By Connor Lynch
COLLINGWOOD — COVID-19 restrictions started to lift significantly in Ontario last month. Much of the province moved into Phase 3 of the re-opening schedule on July 17, meaning the vast majority of businesses could reopen and many activities could resume.
The farm sector, like all others, has struggled with the shutdown of the economy. Farmers Forum spoke with Ontario Federation of Agriculture president Keith Currie, who farms at Collingwood, north of Toronto, about where farmers stood last month and what they can expect for the future.
We’ve gotten through the lockdown and things are opening up. Is the worst behind us, for farmers?
“Boy, I wish I had that crystal ball. Local areas and the province need to manage this properly so we don’t see that second wave. We’ll see something, it’s happening already around the world, but if we manage it and minimize the risk, (that will) be very beneficial for the agri-food sector. I don’t know how quickly people will rush out to eat out at restaurants or meet at hotels, but (when it happens) that’ll ramp up food consumption out of the house. That’s good for the ag economy.
“But we have to be careful. If things come to a screeching halt again, that will put more financial stress back on the producers. Fortunately, food has still been moving across borders to our friends in the south. In Canada and Ontario, we’re an export province and nation. The value in products is in processing, that’s a big economic return for us. How do we ensure that our rural communities still survive, that all the businesses that support agriculture are viable? It’s very complex.”
What’s the bigger concern? A second wave of COVID-19 or a second wave of lockdowns?
“With a lockdown, people still consume food. The bigger potential (problem) is if a second wave slows down processing more. Processing seems to be the key cog. If (processors) keep going, product keeps flowing. And the processing lines on the meat side have not rebounded to their potential capacity yet. Lines are still slow because of the distancing, barriers and whatnot.
“And in particular for the horticulture sector, if a second wave comes through that could really affect crops coming out of the ground or off the tree. The infections that’ve happened didn’t happen because migrant workers brought it in. They happened because of community spread.”
Which sector got hit the hardest?
“It depends on who you ask. Certainly the red meat sector, because of the processing issues. There was a shortage of processing already, prior to COVID-19 in Eastern Canada. The poultry sector was hit, whether with the eggs or broilers going into the hospitality and restaurant sector. (Farmers were) destroying 3-million to 4-million eggs per week across Canada. The horticulture sector is typically short on labour but the greater shortage this year has impacted them hugely. Typically there are workers that come in around now for harvest. Will the shortage continue? (The impact on) the grain and oilseed sector (was) maybe lesser, except ethanol, which has impacted corn. We all got touched in one shape, way or form.”

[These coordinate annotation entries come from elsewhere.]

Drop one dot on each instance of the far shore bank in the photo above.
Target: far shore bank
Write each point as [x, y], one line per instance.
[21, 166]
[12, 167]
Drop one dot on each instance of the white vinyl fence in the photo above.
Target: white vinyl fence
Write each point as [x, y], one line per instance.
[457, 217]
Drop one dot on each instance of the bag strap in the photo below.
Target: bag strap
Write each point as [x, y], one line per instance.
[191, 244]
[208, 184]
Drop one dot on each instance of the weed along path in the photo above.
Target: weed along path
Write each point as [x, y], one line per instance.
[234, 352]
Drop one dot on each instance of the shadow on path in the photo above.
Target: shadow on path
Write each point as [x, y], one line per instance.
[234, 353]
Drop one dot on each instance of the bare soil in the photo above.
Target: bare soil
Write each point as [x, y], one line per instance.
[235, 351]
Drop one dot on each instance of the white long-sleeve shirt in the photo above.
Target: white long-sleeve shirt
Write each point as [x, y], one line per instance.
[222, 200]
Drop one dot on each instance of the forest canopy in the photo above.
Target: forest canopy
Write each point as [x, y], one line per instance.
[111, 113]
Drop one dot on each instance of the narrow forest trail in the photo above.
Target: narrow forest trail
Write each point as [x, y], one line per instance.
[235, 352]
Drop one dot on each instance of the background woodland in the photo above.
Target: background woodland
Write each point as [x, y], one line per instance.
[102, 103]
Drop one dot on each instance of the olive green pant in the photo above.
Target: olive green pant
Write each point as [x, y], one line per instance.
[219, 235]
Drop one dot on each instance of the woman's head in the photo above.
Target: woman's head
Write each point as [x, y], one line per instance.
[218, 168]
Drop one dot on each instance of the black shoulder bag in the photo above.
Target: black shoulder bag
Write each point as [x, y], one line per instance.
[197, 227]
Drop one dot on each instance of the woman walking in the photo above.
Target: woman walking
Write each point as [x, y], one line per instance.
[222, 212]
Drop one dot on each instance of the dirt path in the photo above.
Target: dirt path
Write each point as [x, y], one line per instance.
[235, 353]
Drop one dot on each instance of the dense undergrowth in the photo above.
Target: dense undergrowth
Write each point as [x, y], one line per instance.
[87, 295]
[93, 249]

Do you see the federal government coming back with more money for farmers?
“We’re still continuing to push through Canadian Federation of Agriculture. Feds have made it very clear: COVID-19 relief measures aren’t going to come through Business Risk Management, other than AgriRecovery. Provinces are putting in requests (under AgriRecovery), and there may be more to come. Anyone eligible for crop insurance, the province has been able to negotiate coverage for production loss as a result of labour loss, which has been a positive, especially for the horticulture sector. But generally we won’t qualify for programs. The government has been saying to rely on AgriStability at the end of the year. We’re hoping people will survive to the end of the year. We’re trying to get a commitment on the federal side at the federal-provincial talks in October. I think anything could be on the table, depending on how it’s presented.
“At this point in time, there’s not been a lot of federal relief. (That) $252 million, realistically only $100 million was for primary agriculture. It’s frustrating. Waiting on AgriStability could cost businesses their businesses.”
You said that Canada could lose 15 per cent of its farms by year-end? Is that still possible?
“We’re still gonna see some fallout. Where that’ll land is hard to say. To put an accurate number on it would be tough. We hope that it’s smaller, but we’ll see some losses.”
What’s the OFA’ top priority now?
“There’s our day-to-day stuff. Land use issues. Bill 156, which we’re happy about. The PAWS Act, done last fall. The trespassing act, we’ve been pushing for something there. Not a done deal yet: still need to work there. Bunch of other new things going on.
“Always ongoing conversations with the government, continuing to build that relationship with the government. We want to be that first point of contact.
“Also the ongoing conversation on COVID-19, how we recover. To look back first: How did we do? What could we do better? What can we do going forward to lessen the impact of the next COVID-19, whatever it is?
This interview has been edited for length and clarity.